Un altro marchio noto nel settore moda è Codice a Sbarre, una linea di abbigliamento ispirata alle divise dei detenuti, realizzata nel carcere di Vercelli. Il prodotto cult (il pigiama “Special edition” a righe) nel 2008 è arrivato a solcare le passerelle milanesi. Mentre quasi paradossale è ciò che è avvenuto a Bollate dove le detenute hanno confezionato le toghe per il giudice Paolo Ielo e altri 15 magistrati. L’altro settore nel quale i detenuti italiani dimostrano di poter dare molto è l’alimentare. In questo caso l’esperienza più interessante riguarda i famosi “Dolci di Giotto”, prodotti dolciari realizzati da una ventina di detenuti della casa di reclusione Due Palazzi di Padova. Qui si preparano panettoni, colombe, veneziane, biscotti vari, e la Noce del santo, un dolce dedicato a Sant’Antonio che fa parte della storia gastronomica padovana. Il panettone, cavallo di battaglia del consorzio, è stato addirittura insignito dall’Accademia Italiana della Cucina con il Piatto d’Argento e premiato dal Gambero Rosso. Per le feste di Natale appena concluse venti detenuti pasticcieri hanno sfornato 13 mila chili di panettone. Ma nel carcere di Padova si lavora a ciclo continuo: nel luglio scorso i Dolci di Giotto hanno deliziato i palati dei grandi della Terra all’Aquila per il G8.

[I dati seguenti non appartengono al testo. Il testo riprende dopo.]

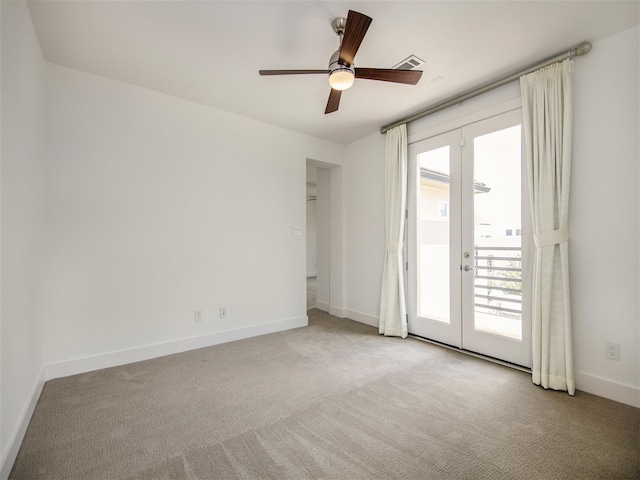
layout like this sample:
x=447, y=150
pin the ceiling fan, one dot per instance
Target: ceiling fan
x=342, y=71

Tra le nuove iniziative l’inaugurazione del birrificio gestito dalla cooperativa sociale “Pausa Cafè”, all’interno del carcere Rodolfo Morandi di Saluzzo (Cn), che con una produzione di 10 ettolitri al giorno (circa 150 mila bottiglie l’anno), dà lavoro a tre detenuti. Poi ci sono i servizi. A parte il call center di Bollate, che impiega 75 detenuti e lavora anche per conto della Telecom, entro il 2015 si stima che tra 200 e 400 detenuti saranno arruolati per attività collegate all’Expo come il facchinaggio, il call center, le pulizie.
Belle storie che dimostrano che esiste una “forza lavoro” ancora poco, troppo poco utilizzata. Infatti i mestieri dietro le sbarre impiegano solo l’1% della popolazione carceraria, contano giri d’affari di poche centinaia di migliaia di euro e sono concentrati prevalentemente a nord. Al sud, nelle aree cioè nelle quali sarebbero ancora più urgenti, questo tipo di esperienze sono praticamente assenti. Ma la strada per la riabilitazione di chi è in carcere è ormai tracciata. Passa per il lavoro.